Type: | Package |
Title: | Fast Clustering Using Adaptive Density Peak Detection |
Version: | 0.7 |
Description: | An implementation of ADPclust clustering procedures (Fast Clustering Using Adaptive Density Peak Detection). The work is built and improved upon the idea of Rodriguez and Laio (2014)<doi:10.1126/science.1242072>. ADPclust clusters data by finding density peaks in a density-distance plot generated from local multivariate Gaussian density estimation. It includes an automatic centroids selection and parameter optimization algorithm, which finds the number of clusters and cluster centroids by comparing average silhouettes on a grid of testing clustering results; It also includes a user interactive algorithm that allows the user to manually selects cluster centroids from a two dimensional "density-distance plot". Here is the research article associated with this package: "Wang, Xiao-Feng, and Yifan Xu (2015)<doi:10.1177/0962280215609948> Fast clustering using adaptive density peak detection." Statistical methods in medical research". url: http://smm.sagepub.com/content/early/2015/10/15/0962280215609948.abstract. |
Depends: | R (≥ 3.0.0), |
Imports: | dplyr, cluster, fields, knitr |
URL: | https://github.com/ethanyxu/ADPclust |
BugReports: | https://github.com/ethanyxu/ADPclust/issues |
VignetteBuilder: | knitr |
License: | GPL-2 | GPL-3 [expanded from: GPL (≥ 2)] |
LazyData: | true |
Suggests: | rmarkdown, testthat |
RoxygenNote: | 5.0.1 |
NeedsCompilation: | no |
Packaged: | 2016-10-14 14:59:52 UTC; ethan.xu |
Author: | Yifan (Ethan) Xu [aut, cre], Xiao-Feng Wang [aut] |
Maintainer: | Yifan (Ethan) Xu <ethan.yifanxu@gmail.com> |
Repository: | CRAN |
Date/Publication: | 2016-10-15 11:37:01 |
AMISE bandwidth
Description
Calculate the AMISE bandwidth from either a data frame, or from the number of observations and the dimension of the data.
Usage
AMISE(x, y = NULL)
Arguments
x |
the number of variables (if y is given), or a data frame or a matrix (if y is missing). |
y |
the number of observations. If y is missing then x is interpreted as the data matrix. |
Details
IMPORTANT NOTE: The standard deviation of each variable is omitted in this formula.
Value
AMISE bandwidth.
Automatically finds centers with diagonal f(x) vs delta(x) thresholds
Description
Automatically finds centers with diagonal f(x) vs delta(x) thresholds. This is used in adpclust() with ac = 2. It finds points that are above and farthest from the diagonal line in the f vs. delta plots, and label them to be centers.
Usage
FindCentersAutoD(f, delta, nclust)
Arguments
f |
vector of local distance. |
delta |
vector of minimal distances to higher ground. |
nclust |
number of clusters. Can be a single integer or a vector of integers. Duplicates are silently removed. |
Value
a list of vectors. Each vector gives the locations of centers.
Author(s)
Ethan Xu
Automatically find centers with vertical threshold
Description
Automatically find centers with vertical threshold vertical f(x) thresholds.
Usage
FindCentersAutoV(f, delta, f.cut = c(0.1, 0.2, 0.3), nclust, rm.dup = TRUE)
Arguments
f |
vector of local distance f(x). See the detail section of the help(adpclust). |
delta |
vector of minimal distances to higher ground delta(x). See the detail section of the help(adpclust). |
f.cut |
number between (0, 1) or numeric vector of numbers between (0, 1). Data points whose f values are larger than f.cut with large delta values are selected as centers. The default is c(0.1, 0.2, 0.3). |
nclust |
number of clusters.
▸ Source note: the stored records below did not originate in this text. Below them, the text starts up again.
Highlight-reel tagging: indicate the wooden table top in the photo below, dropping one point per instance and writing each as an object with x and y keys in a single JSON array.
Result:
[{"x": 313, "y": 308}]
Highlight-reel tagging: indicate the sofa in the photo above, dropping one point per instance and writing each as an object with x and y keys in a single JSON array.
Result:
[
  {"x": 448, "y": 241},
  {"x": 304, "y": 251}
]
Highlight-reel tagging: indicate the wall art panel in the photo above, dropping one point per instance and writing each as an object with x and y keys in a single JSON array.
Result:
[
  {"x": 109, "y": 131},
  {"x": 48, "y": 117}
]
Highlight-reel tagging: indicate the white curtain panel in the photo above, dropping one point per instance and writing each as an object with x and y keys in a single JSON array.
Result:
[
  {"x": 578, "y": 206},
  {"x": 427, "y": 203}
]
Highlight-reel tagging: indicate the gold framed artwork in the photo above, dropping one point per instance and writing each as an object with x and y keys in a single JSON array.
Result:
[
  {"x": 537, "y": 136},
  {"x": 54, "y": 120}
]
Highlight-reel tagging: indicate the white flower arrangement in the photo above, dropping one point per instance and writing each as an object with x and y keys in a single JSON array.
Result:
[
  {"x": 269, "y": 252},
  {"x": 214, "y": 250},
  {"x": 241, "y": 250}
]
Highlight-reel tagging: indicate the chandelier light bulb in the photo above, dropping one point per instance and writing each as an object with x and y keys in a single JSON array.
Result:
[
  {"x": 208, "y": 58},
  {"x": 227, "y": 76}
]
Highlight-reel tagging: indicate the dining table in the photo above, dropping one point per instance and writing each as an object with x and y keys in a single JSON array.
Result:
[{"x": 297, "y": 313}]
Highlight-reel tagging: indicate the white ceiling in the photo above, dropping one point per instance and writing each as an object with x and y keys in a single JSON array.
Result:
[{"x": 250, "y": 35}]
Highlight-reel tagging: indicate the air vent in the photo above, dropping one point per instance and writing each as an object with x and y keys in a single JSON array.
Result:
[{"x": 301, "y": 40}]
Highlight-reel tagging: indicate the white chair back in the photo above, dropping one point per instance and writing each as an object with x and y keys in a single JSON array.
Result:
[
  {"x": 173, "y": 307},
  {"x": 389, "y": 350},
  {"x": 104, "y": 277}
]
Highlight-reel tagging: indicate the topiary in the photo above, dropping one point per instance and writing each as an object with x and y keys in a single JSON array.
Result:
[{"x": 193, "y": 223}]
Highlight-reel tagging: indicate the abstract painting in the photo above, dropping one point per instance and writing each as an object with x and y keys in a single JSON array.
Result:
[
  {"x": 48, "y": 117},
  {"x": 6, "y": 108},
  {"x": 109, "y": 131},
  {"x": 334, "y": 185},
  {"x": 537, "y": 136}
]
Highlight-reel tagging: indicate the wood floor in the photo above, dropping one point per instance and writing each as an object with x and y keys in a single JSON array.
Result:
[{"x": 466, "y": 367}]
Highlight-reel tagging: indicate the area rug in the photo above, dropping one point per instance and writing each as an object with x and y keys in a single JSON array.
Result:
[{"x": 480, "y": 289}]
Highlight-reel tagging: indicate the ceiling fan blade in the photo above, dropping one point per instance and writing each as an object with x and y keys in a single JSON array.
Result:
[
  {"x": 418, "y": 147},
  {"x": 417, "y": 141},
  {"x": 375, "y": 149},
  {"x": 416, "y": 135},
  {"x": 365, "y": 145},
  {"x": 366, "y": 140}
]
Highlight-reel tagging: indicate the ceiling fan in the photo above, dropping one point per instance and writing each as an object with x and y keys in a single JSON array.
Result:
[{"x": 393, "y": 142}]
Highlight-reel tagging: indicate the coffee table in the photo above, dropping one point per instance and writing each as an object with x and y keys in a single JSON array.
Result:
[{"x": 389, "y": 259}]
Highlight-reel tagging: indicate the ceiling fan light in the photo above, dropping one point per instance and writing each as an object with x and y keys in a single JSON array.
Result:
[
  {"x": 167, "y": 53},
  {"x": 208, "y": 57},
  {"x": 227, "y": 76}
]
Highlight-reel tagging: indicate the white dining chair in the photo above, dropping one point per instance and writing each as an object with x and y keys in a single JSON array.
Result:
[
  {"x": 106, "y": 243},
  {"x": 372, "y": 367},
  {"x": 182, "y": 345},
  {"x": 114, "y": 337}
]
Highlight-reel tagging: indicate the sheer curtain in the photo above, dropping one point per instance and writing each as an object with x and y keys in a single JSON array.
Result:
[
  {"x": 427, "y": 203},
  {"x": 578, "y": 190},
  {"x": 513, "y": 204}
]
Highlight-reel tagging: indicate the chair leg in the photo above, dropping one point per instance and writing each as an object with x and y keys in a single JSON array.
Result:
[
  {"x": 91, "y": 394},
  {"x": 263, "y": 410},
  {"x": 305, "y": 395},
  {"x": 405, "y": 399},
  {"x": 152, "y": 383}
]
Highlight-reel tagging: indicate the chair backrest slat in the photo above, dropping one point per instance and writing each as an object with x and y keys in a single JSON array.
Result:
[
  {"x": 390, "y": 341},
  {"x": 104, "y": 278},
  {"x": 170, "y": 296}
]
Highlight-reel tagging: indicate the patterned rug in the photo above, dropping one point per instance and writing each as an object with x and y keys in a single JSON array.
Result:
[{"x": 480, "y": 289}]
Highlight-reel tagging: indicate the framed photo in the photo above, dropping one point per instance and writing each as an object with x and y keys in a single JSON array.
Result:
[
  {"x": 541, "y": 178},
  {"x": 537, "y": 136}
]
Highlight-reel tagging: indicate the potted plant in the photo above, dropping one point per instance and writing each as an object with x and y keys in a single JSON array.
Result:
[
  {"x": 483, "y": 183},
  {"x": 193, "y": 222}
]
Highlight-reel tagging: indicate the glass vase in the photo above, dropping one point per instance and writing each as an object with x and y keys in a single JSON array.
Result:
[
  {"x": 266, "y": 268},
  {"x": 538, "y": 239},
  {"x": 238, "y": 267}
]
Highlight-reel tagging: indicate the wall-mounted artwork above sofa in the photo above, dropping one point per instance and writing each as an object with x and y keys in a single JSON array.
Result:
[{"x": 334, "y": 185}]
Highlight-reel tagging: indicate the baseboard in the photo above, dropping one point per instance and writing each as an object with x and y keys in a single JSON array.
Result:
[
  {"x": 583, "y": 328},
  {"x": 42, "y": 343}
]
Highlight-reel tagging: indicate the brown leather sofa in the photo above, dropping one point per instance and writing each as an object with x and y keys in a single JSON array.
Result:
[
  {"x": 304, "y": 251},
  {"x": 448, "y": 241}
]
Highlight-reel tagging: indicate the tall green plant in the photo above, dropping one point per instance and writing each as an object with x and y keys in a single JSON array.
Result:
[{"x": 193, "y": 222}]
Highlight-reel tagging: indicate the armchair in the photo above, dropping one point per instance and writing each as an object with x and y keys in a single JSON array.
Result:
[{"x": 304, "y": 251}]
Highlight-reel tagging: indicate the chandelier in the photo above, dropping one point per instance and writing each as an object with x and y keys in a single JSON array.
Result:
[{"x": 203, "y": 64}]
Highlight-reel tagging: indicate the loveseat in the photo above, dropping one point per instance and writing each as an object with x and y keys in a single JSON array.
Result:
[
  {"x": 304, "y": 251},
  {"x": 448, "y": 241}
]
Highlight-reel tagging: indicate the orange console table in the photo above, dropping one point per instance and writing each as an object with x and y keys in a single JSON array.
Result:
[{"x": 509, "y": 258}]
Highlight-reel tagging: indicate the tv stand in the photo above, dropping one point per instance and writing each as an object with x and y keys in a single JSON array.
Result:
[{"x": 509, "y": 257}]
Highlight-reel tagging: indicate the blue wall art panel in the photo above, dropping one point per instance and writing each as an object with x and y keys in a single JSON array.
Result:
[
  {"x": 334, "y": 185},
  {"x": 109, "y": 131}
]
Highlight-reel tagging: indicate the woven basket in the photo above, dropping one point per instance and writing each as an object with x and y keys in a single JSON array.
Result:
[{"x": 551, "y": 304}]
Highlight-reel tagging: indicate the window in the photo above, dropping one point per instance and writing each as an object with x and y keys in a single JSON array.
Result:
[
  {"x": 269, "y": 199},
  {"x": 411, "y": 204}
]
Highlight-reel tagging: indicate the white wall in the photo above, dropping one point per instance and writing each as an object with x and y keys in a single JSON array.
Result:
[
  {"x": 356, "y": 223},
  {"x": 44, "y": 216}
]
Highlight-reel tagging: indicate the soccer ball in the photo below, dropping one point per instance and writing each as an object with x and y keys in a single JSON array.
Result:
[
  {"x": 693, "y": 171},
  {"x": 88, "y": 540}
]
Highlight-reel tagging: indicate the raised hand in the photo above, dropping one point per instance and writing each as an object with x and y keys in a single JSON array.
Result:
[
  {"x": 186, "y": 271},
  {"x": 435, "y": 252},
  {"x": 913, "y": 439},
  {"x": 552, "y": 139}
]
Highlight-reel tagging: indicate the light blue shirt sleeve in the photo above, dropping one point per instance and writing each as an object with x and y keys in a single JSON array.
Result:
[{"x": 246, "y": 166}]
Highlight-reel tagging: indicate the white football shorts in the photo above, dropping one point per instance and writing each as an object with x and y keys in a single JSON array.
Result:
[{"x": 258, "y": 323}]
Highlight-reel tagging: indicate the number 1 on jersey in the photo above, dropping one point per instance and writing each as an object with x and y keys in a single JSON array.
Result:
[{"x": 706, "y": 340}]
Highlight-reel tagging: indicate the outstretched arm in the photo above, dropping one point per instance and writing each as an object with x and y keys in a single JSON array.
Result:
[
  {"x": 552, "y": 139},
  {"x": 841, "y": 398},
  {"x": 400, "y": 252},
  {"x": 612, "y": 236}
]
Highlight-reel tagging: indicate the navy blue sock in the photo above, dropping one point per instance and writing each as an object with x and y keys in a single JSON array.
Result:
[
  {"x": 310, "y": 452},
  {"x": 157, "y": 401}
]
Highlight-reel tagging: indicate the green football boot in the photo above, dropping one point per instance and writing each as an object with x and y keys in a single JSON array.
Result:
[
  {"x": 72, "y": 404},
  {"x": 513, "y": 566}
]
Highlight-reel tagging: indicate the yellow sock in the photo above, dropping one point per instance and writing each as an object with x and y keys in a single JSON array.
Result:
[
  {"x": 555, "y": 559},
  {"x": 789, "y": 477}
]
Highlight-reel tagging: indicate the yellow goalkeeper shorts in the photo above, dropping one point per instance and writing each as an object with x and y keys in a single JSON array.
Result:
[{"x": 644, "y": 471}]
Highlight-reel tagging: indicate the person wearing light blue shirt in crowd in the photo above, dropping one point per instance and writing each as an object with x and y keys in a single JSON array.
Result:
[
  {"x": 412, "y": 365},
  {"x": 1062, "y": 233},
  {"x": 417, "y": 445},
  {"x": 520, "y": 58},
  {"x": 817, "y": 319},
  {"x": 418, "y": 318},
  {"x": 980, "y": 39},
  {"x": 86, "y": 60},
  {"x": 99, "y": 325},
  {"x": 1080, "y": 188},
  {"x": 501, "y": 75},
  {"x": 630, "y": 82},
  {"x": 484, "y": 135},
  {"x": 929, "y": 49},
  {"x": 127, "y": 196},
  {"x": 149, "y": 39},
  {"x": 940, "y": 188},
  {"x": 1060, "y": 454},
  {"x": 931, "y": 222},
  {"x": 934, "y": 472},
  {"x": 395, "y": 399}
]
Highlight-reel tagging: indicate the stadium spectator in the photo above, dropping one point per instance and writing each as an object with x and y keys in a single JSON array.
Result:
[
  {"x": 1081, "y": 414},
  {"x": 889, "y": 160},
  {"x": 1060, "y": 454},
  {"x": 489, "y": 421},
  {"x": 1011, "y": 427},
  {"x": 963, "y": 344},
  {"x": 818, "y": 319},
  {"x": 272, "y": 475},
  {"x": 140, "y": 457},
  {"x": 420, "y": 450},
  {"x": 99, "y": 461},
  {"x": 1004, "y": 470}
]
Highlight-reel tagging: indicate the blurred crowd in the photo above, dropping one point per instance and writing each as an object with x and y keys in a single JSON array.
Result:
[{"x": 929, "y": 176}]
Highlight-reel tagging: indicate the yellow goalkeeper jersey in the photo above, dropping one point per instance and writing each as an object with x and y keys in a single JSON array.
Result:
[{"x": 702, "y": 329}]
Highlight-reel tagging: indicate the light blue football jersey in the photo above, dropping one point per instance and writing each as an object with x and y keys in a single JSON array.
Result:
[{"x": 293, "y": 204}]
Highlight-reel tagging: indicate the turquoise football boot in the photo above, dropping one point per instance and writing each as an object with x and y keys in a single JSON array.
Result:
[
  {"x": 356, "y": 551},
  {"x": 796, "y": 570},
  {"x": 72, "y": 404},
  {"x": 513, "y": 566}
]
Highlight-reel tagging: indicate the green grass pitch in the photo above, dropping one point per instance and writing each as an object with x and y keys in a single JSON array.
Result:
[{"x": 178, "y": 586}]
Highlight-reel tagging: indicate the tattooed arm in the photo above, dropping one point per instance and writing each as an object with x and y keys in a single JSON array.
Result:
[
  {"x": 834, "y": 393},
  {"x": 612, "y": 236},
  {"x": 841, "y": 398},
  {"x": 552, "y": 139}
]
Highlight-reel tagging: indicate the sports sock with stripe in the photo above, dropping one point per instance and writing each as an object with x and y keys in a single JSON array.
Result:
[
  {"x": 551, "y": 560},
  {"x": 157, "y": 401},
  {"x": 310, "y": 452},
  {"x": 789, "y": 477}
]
It can be either a single integer or a vector of integers. |
rm.dup |
boolean. If TRUE (default) duplicated centers vectors are removed from returned list. |
Details
Given f's and delta's, cluster centers are chosen to be the data points whose delta values are high and f values are larger than a fixed threshold. To be more specific, let F denote the set of all f(x). centers are selected as points with the largest m delta values in the set x | f(x) > a'th percentile of F. The number of centers m is given by the parameter nclust. The cutting percentile a is given by the parameter f.cut. When at least one of these two parameters are vectors, centers are selected based all combinations of them, and returned in a list.
Value
a list of vectors. Each vector contains the indices of selected centers.
Author(s)
Ethan Xu
Automatically find cluster assignment given f and delta.
Description
This is the subroutine that automatically finds cluster assignments from given f and delta by testing various parameter settings and find the one that maximizes the silhouette.
Usage
FindClustersAuto(distm, f, delta, ac = 1, nclust = 2:10, f.cut = c(0.1,
0.2, 0.3))
Arguments
distm |
the distance matrix |
f |
vector of local distance f(x). See the help of adpclust() for details. |
delta |
vector of minimal distances to higher ground delta(x). See the help of adpclust() for details. |
ac |
type of auto selection. The valid options are 1 and 2. See the help of adpclust() for details. |
nclust |
number of clusters to test. Either a single integer or a vector of integers. |
f.cut |
number between (0, 1) or numeric vector of numbers between (0, 1). Data points whose f values are larger than f.cut with large delta values are selected as centers. The default is c(0.1, 0.2, 0.3). See the help of FindCentersAutoV() for more details. |
Value
list of four elements:
clusters Cluster assignments. A vector of the same length as the number of observations.
centers: Indices of the clustering centers.
silhouette: Silhouette score from the final clustering result.
nclust: Number of clusters.
Author(s)
Ethan Xu
Find cluster assignments given centers and distance matrix
Description
Find cluster assignments from given centers and distance matrix. Each point is assigned to the center that has the shortest Euclidean distance.
Usage
FindClustersGivenCenters(distm, centers)
Arguments
distm |
distance matrix |
centers |
vector of integers that gives the indices of centers. Duplications will be silently dropped. |
Value
Cluster assignments. A vector of the same length as the number of observations.
User-interactive routine to find clusters
Description
Plot the f vs. delta plot, then wait for the user to select centers of clusters by left clicking the points. In general points with both large f and large delta are good candidates of cluster centroids. Selected centers are highlighted. Press ESC to end the selection.
Usage
FindClustersManual(distm, f, delta)
Arguments
distm |
distance matrix. |
f |
vector of local densities f(x). Same length of the number of observations. |
delta |
vector of distances to the closest high ground delta(x). Same length of the number of observations. |
Value
a list of the following items:
clusters Cluster assignments. A vector of the same length as the number of observations.
centers: Indices of the clustering centers.
silhouette: Silhouette score from the final clustering result.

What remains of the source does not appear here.